Pada tahun 2023, ICW mencatat ada setidaknya 252 pengusaha atau swasta yang menjalani persidangan kasus korupsi di tahun 2023.
"Namun ini merujuk pada individu, bukan korporasi sebagai badan hukum," ujar Yassar.
Dari data yang sama, setidaknya hanya ada tiga korporasi yang didakwa dalam kasus korupsi dari total 898 terdakwa di tingkat pengadilan negeri.
Sedangkan di tingkat pengadilan tinggi, hanya ada 6 korporasi dari 582 total terdakwa yang berhasil disidangkan.
"Keseluruhan kasus yang melibatkan korporasi sebagai badan hukum menggunakan delik kerugian negara pada UU Nomor 31 Tahun 1999 tentang Pemberantasan Tindak Pidana Korupsi, bukan delik suap," ujar Yassar.
Terpisah, Guru Besar Hukum Pidana di Fakultas Hukum Universitas Indonesia, Andri Gunawan Wibisana, mengamati banyak penegak hukum yang menerapkan ultimum remedium atau "pidana sebagai obat terakhir".

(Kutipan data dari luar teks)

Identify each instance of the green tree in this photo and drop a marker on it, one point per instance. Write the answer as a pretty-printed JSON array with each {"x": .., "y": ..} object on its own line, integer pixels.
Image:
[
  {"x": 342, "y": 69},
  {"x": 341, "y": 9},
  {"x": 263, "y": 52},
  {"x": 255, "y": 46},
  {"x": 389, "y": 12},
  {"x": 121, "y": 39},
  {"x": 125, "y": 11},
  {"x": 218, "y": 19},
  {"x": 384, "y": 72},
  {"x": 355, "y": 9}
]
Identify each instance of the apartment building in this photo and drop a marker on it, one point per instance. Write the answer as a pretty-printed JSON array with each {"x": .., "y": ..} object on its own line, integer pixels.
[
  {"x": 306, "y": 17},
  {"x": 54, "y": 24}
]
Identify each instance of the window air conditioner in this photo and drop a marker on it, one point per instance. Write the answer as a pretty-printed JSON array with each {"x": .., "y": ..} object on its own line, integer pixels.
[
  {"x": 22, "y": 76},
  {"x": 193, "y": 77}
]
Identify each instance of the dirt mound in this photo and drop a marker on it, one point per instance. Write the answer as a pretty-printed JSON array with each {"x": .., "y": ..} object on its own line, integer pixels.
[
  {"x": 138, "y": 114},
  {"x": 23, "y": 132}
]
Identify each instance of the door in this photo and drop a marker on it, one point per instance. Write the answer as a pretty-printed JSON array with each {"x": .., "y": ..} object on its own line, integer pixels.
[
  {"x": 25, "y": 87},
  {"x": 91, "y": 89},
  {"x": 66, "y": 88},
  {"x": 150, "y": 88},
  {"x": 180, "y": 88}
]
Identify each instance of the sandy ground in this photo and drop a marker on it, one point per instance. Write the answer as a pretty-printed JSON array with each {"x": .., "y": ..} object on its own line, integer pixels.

"Di Indonesia sering kali pidananya dikesampingkan, lalu yang dikasih adalah sanksi administratif dengan alasan ultimum remedium," ujarnya.
Andri menekankan pentingnya penegakan hukum pidana dalam kasus korupsi atau suap sebagai bentuk penegasan negara yang mengutuk tindakan tersebut.
"Bisa jadi jumlah dendanya tidak jauh berbeda. Tapi pidana itu adalah ekspresi negara mencela sebuah perbuatan. Ekspresi pencelaan ini tidak ada dalam sanksi administratif," tegasnya.
Sementara pakar hukum dan tindak pidana pencucian uang, Yenti Garnasih, mengatakan penegak hukum harus benar-benar memahami konsep "kejahatan perusahaan" yang sudah diatur dalam UU Tipikor.
"Aparat hukum hukum harus bisa mencermati dan mendalami kejahatan yang terjadi terkait suatu perusahaan," ujar Yenti.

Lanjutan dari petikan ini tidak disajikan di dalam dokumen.